Italian lawmakers created a legislative decree and are employing incentives rather than penalties to encourage more taxpayers to adopt electronic invoicing.

Following in the footsteps of Portugal, Italy has taken the incentive approach to increasing the use of B2B e-invoicing to simplify administration and accounting, and reduce the reliance on paper documents.

Italy's legislative decree no. 127 gazetted on 18 August 2015 came into force on 2 September. A raft of measures will now be implemented to encourage the use of e-invoicing, including a free, Revenue Agency-provided system for the creation and use of e-invoices by VAT-registered businesses. This system is to be rolled out by 1 July 2016.

The benefits

From a tax obligation perspective, Italy is making the adoption of e-invoicing enticing by offering the following incentives:

  • Exemption from submitting the 'Spesometro' communication, Intrastat communication with regard to intra-community purchases of goods and services and the communication of purchases from suppliers established in San Marino Republic.
  • Priority status for e-invoicing taxpayers with regard to VAT refunds – annual return claims to be dealt with within three months of submission.
  • One year reduction in the usual four-year tax audit procedure period, in cases where a taxpayer can guarantee payments are able to be traced.
  • Simplifications in some taxable person categories with regard to VAT compliance, and the complete exemption from input and output VAT bookkeeping and conformity check.

The takeaway

Exemptions from submitting additional forms and returns (like Intrastat and Black List* for entities that will be using the e-invoicing system) should be taken with a grain of salt. The e-invoicing system is aimed at increasing visibility of transactions to Italian tax authorities and over time, decreasing the number of transactions that are currently 'invisible' for the tax office.

A transparency hike in day-to-day transactions is something that needs to be reached - not only in Italy but across the EU - to stop the VAT system from leaking.
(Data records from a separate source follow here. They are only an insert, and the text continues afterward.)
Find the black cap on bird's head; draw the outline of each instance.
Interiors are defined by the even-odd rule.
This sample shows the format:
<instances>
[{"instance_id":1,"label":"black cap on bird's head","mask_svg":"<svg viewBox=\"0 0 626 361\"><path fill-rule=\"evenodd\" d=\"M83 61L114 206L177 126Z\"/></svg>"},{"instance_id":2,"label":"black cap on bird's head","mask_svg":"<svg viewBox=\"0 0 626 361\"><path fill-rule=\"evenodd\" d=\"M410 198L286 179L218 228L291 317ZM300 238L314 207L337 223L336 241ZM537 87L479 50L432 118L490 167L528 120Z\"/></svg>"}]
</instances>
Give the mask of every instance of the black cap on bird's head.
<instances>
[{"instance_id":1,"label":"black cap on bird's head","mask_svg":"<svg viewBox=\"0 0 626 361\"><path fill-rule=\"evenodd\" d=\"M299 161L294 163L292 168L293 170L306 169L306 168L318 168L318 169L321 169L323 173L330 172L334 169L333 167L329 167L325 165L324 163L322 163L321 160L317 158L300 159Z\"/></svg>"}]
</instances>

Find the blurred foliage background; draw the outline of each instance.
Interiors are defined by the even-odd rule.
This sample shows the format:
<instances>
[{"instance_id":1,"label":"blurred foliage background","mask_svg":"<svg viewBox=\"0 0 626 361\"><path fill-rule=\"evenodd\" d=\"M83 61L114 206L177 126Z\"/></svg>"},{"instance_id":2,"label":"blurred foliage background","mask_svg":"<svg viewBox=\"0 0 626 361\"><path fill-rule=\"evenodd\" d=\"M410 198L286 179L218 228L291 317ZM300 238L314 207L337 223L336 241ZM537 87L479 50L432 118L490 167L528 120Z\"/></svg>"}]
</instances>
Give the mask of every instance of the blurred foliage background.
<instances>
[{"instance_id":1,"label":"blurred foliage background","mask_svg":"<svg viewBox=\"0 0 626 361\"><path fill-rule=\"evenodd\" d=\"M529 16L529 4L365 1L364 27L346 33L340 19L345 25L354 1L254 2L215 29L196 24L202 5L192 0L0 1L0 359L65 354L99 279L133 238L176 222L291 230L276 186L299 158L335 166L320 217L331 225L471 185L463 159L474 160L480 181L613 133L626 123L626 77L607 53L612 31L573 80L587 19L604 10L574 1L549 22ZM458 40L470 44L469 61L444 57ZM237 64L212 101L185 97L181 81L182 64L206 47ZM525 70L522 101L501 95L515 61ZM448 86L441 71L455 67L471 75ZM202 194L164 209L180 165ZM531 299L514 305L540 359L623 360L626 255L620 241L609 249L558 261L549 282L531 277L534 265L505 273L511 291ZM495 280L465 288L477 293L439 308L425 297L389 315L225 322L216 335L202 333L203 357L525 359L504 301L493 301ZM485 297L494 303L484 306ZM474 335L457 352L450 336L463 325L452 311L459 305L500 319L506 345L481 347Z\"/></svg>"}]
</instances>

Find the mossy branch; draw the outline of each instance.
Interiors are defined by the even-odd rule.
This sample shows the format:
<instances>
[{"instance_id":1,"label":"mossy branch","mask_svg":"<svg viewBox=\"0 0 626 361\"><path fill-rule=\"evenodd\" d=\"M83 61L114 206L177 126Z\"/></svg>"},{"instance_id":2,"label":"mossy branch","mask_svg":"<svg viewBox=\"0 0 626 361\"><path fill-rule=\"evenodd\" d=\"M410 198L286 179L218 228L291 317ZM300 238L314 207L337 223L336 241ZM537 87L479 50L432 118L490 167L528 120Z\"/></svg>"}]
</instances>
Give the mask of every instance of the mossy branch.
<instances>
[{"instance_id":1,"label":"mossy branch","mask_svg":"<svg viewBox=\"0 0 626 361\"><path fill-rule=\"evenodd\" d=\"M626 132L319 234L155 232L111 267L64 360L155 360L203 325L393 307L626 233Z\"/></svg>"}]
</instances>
*The Black List declaration was established in Italy in 2010. It is a return that has to be filed by entities registered for VAT purposes in Italy who performed business transactions for total amount exceeding EUR 50,000 in a reporting period with entities registered or seated in countries which are put on Black List. Those countries are listed in a decree and are labelled as "high risk countries", from a tax point of view.